I'd like to estimate from a daily prices serie $P_t$ with $N$ observations a quantity such as the variance of the weekly returns. I will use $\ln\left(\frac{P_{T+5}}{P_T}\right)$ assuming 5 days in a week for a weekly return.
The good method (or so it seems) would be to use non-overlapping data, that is to say I will end up with a sample of $N/5$ data points. Let's say I use $\left(\ln\left(\frac{P_{5}}{P_0}\right), \ln\left(\frac{P_{10}}{P_5}\right), ..., \ln\left(\frac{P_{N}}{P_{N-5}}\right) \right)$ as sample to compute the variance (assuming $N$ is a multiple of 5). While this looks like the most robust method, the number of observations is greatly reduced.

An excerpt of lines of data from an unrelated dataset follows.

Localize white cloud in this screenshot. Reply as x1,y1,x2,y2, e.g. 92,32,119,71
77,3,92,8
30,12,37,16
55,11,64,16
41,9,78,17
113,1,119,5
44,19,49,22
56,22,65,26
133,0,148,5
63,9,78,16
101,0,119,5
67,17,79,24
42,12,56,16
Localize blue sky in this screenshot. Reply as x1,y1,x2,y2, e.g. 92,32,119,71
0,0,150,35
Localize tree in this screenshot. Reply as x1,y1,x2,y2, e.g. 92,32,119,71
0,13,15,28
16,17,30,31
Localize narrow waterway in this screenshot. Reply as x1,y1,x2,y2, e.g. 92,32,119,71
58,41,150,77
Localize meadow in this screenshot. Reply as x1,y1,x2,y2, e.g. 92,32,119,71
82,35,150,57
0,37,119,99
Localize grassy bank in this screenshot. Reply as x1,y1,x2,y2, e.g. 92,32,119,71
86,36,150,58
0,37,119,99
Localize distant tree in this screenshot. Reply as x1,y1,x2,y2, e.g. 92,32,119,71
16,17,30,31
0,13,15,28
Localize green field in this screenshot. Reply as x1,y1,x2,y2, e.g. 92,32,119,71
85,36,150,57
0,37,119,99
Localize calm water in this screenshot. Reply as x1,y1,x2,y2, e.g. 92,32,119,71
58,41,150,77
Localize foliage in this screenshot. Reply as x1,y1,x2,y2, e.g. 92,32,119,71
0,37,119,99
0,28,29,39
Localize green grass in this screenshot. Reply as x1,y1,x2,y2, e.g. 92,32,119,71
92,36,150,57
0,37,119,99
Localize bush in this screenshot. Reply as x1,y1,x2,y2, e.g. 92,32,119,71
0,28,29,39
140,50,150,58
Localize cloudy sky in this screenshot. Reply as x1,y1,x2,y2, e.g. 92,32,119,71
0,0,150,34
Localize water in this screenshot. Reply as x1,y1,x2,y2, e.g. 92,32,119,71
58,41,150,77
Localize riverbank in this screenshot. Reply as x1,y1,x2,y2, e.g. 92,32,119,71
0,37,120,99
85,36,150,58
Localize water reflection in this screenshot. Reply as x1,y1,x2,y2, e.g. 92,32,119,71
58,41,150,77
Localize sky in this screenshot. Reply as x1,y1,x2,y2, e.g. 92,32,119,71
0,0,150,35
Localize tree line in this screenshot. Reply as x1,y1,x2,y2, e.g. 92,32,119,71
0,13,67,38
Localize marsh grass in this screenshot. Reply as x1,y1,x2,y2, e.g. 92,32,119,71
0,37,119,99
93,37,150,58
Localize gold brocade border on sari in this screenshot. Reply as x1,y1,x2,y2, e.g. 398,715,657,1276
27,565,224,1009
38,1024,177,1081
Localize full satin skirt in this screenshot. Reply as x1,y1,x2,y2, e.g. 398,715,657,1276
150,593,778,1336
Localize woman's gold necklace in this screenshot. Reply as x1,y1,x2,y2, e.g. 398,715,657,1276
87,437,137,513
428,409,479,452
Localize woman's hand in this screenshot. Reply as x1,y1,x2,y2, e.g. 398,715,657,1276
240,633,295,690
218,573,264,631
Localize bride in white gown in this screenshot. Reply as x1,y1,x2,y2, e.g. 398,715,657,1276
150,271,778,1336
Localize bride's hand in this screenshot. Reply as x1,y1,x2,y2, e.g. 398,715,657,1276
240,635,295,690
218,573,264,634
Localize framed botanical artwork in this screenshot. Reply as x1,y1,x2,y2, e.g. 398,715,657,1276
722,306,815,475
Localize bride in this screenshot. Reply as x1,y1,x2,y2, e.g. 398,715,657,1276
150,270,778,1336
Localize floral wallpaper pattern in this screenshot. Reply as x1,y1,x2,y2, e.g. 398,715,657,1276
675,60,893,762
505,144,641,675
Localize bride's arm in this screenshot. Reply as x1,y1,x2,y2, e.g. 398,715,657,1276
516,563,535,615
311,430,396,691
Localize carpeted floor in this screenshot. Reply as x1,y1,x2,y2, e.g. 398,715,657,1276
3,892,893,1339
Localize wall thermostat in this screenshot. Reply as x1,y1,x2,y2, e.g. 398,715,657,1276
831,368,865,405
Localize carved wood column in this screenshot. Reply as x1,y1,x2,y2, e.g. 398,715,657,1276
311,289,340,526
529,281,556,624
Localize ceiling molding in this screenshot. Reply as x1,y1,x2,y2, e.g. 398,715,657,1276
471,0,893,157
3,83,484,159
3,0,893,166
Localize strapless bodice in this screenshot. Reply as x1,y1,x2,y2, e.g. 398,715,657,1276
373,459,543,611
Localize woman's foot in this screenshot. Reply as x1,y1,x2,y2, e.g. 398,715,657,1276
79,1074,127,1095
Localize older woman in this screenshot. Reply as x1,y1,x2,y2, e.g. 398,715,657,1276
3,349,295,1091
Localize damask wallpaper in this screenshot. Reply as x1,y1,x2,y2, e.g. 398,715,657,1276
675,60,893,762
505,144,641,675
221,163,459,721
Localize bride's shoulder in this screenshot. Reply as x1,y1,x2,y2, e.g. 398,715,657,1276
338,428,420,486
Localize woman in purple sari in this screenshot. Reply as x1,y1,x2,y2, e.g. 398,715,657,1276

Is there a way to do better? I am thinking about using overlapping data, but then the samples I end up with (for example $\left(\ln\left(\frac{P_{6}}{P_1}\right), \ln\left(\frac{P_{11}}{P_6}\right), ... \right)$) are not independent one from each other.
Is there a practical method to deal with this?
EDIT
Thank you all for your answers. Following the advice of SRKX, I am taking a real example. I have used the SPY returns from Jan 4th 2012 up to Dec 28th 2012. This gives an initial data set of 753 prices from which I consider the 3 days returns, to make things easier hopefully.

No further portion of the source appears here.